Tuesday, May 09, 2006

Valis


This book had been waiting for me for a while, it was one of those books you know you are going to enjoy when you read it, and so you don’t read it. You don’t read it for months, you don’t read it for years, and you don’t even buy a copy. You just let it be there in the world, waiting for you. Now this is of course dangerous – because you can leave these things too long, miss the window of opportunity for your consciousness to lock into synch with the art work – and then hey you’ve blown it this incarnation for that particular piece of stuff.

So anyway last year it was a beach holiday, it was the best we could do what with me being unemployed and it was a family holiday too (her family) – and I figured, well I’m going to do a lot of reading. It’s Fuengirola, cultural opportunities for days out are going to be limited, and she’s going to want to get a tan this holiday and just chill out – none of my mad adventures. So I pack books – Collapse by Jared Diamond, The Chalice and the Blade by Riane Eisler, some more doomy titles I can’t remember – and I go out and buy, specifically, Valis.
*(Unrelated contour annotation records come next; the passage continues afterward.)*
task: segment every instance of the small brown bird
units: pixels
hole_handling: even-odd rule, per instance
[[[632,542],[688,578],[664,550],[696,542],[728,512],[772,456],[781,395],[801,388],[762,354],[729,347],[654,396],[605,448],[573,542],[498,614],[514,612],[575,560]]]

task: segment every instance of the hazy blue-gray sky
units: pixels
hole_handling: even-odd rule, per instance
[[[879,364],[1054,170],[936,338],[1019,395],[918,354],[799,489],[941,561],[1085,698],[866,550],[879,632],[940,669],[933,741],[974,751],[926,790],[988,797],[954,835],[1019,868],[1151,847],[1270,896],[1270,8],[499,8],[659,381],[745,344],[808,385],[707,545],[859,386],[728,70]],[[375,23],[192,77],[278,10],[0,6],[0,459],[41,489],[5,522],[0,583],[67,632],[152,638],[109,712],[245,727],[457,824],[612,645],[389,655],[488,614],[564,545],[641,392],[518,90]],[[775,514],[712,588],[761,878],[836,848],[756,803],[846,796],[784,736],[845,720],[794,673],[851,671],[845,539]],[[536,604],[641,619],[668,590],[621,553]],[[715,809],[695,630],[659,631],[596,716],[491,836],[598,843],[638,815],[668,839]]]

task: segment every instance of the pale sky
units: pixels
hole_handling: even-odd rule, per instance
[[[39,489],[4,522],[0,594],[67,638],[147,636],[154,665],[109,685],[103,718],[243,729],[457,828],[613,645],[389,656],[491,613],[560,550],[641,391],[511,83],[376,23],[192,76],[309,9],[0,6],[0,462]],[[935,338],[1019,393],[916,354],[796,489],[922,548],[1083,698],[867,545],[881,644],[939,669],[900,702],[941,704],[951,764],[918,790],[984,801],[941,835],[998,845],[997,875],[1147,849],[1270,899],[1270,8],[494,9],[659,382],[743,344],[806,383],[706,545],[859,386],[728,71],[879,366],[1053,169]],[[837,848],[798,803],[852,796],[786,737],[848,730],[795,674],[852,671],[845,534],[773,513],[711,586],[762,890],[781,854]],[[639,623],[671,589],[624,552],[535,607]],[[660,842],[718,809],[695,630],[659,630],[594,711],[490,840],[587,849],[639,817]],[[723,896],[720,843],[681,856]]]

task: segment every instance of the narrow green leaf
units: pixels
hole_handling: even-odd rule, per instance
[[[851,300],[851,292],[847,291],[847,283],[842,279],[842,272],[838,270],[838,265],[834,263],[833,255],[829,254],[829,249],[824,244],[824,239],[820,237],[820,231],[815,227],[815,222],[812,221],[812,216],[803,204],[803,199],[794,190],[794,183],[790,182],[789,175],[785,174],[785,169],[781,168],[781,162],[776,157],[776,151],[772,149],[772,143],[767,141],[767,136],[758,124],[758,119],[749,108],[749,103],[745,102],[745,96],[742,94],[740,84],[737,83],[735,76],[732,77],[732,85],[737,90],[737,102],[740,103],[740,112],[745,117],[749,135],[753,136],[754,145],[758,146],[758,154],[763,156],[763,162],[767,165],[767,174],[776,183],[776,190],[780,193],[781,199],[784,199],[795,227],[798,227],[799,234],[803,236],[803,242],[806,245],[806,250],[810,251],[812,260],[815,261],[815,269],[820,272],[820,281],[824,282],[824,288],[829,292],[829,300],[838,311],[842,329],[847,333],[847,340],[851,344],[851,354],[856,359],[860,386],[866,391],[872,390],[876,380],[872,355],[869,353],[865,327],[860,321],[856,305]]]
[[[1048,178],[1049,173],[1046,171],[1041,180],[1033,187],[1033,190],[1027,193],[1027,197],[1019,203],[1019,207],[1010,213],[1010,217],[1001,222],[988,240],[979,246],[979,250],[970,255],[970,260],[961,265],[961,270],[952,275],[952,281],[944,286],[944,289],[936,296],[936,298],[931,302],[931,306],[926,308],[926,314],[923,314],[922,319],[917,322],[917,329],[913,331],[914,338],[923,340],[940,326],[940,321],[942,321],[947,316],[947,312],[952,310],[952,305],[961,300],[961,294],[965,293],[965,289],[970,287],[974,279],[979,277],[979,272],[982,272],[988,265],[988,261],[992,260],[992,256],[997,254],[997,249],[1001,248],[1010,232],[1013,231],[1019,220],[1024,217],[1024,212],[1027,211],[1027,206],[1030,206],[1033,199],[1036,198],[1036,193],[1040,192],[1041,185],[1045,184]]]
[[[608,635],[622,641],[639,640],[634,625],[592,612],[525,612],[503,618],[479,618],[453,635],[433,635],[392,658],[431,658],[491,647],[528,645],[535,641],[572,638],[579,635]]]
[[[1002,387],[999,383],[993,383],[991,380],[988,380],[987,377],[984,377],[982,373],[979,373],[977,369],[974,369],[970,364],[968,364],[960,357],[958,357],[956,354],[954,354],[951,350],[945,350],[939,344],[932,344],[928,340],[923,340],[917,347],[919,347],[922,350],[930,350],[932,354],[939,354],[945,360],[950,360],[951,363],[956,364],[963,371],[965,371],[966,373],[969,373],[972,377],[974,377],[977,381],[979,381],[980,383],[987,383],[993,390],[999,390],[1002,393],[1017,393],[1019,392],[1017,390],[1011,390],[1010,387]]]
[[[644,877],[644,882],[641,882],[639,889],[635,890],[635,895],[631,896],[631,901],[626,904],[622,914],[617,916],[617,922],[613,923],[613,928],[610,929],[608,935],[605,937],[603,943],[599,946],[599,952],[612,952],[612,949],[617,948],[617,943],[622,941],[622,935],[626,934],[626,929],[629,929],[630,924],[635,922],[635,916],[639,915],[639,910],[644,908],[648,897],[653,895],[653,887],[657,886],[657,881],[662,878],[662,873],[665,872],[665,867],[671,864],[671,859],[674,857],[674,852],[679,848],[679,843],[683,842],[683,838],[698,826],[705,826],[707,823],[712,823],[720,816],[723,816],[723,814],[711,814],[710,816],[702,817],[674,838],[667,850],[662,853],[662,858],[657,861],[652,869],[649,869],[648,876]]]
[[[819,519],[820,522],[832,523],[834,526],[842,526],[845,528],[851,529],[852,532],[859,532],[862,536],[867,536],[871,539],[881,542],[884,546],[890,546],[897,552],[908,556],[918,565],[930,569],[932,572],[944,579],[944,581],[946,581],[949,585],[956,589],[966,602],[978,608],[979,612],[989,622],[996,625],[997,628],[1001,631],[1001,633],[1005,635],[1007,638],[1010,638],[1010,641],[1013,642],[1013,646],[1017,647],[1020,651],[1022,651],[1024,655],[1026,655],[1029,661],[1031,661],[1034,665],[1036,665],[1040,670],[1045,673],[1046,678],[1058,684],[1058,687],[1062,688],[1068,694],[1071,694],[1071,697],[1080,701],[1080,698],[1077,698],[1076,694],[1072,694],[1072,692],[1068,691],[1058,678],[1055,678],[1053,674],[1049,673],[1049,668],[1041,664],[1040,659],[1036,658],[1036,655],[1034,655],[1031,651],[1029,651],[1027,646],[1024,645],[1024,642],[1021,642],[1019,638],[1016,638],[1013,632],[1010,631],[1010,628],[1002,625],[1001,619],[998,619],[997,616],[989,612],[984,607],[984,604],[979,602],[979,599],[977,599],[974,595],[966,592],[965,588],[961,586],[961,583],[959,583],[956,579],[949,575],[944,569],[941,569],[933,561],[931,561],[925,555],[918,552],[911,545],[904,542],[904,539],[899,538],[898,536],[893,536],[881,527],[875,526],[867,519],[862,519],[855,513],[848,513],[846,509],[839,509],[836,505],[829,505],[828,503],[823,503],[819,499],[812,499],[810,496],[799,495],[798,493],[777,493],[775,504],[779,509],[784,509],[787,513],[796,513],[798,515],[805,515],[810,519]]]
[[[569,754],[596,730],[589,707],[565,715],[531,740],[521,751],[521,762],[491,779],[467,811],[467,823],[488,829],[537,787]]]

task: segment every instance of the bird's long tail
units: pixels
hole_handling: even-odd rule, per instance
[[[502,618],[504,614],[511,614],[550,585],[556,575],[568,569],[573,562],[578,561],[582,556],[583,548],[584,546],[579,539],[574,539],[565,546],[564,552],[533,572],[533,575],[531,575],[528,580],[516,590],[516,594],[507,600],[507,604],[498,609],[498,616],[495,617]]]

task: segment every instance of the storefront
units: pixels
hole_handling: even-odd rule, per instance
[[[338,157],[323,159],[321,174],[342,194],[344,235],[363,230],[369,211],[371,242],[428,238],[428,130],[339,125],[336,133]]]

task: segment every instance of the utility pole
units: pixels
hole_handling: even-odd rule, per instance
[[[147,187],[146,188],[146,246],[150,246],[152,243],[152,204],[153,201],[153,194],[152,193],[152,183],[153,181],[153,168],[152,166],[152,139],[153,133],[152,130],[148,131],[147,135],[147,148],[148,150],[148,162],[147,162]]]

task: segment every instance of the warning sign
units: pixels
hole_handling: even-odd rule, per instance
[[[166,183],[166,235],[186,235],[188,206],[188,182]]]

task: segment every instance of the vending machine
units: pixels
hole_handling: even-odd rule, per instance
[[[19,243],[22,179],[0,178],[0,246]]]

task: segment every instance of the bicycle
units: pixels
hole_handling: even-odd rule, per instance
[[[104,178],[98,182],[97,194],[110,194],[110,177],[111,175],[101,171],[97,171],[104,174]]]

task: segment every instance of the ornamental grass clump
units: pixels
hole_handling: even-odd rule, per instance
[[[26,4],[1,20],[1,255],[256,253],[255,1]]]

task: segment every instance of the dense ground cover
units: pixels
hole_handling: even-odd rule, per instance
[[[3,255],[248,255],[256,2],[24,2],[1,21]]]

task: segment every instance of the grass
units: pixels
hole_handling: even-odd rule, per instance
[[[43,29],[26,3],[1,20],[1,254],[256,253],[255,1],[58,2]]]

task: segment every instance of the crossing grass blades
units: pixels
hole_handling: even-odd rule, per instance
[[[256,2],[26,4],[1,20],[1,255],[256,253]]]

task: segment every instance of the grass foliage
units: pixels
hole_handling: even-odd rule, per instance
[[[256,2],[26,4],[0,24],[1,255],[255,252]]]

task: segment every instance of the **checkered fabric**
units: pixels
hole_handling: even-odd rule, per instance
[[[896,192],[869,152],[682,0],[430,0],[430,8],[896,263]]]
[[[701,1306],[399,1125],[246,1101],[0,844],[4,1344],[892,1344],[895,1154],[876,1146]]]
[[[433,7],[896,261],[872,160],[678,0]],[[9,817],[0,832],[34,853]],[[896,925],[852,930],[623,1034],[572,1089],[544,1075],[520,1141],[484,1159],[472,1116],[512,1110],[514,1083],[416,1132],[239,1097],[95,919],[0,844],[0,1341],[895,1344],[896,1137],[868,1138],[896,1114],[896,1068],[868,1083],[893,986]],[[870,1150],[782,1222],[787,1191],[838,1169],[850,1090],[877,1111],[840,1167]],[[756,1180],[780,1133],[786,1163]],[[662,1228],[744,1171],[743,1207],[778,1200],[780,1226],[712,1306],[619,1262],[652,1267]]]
But I didn’t read it then either – out to Spain it went, back from Spain it came, and on to the shelf it went.

Then this year Keith and Mark both read it and I knew that if I didn’t read it soon – it would become a never read. I should put this reading block in the context of the fact that I haven’t been able to read fiction for about two years now. I don’t know why, but only non-fiction has rocked by boat. I guess that it is related to reading Last Hours of Ancient Sunlight and then spinning off on a whole Peak oil trip, that made novels just seem a little pointless.

So anyway, Valis was my introduction back to fiction – but is it fiction? Really fiction? I mean, I know enough about Dick’s life to get that the use of his own name in the book is not just some Paul Auster like trick but actually reflects the heavy autobiographical content. Given that all autobiography contains only the approximation of truth, is Valis any less an autobiography than any other? The book also reminded me of two other books I’d read recently The Eden Express by Mark Vonnegut and Conversations with God by Neale Donald Walsch. In fact its kind of like a merger of the two – insanity and God. In fact Valis seemed a more honest kind of book than Conversations with God, the ostensibly true record of one guy’s chat with the man upstairs.

I guess in the end Valis couldn’t hold up to the strange mental book I’d projected during the years of delay – but then what could? There’s a message – take the experience now, don’t delay for Chrissakes…. But it is good - so read it now, before its too late.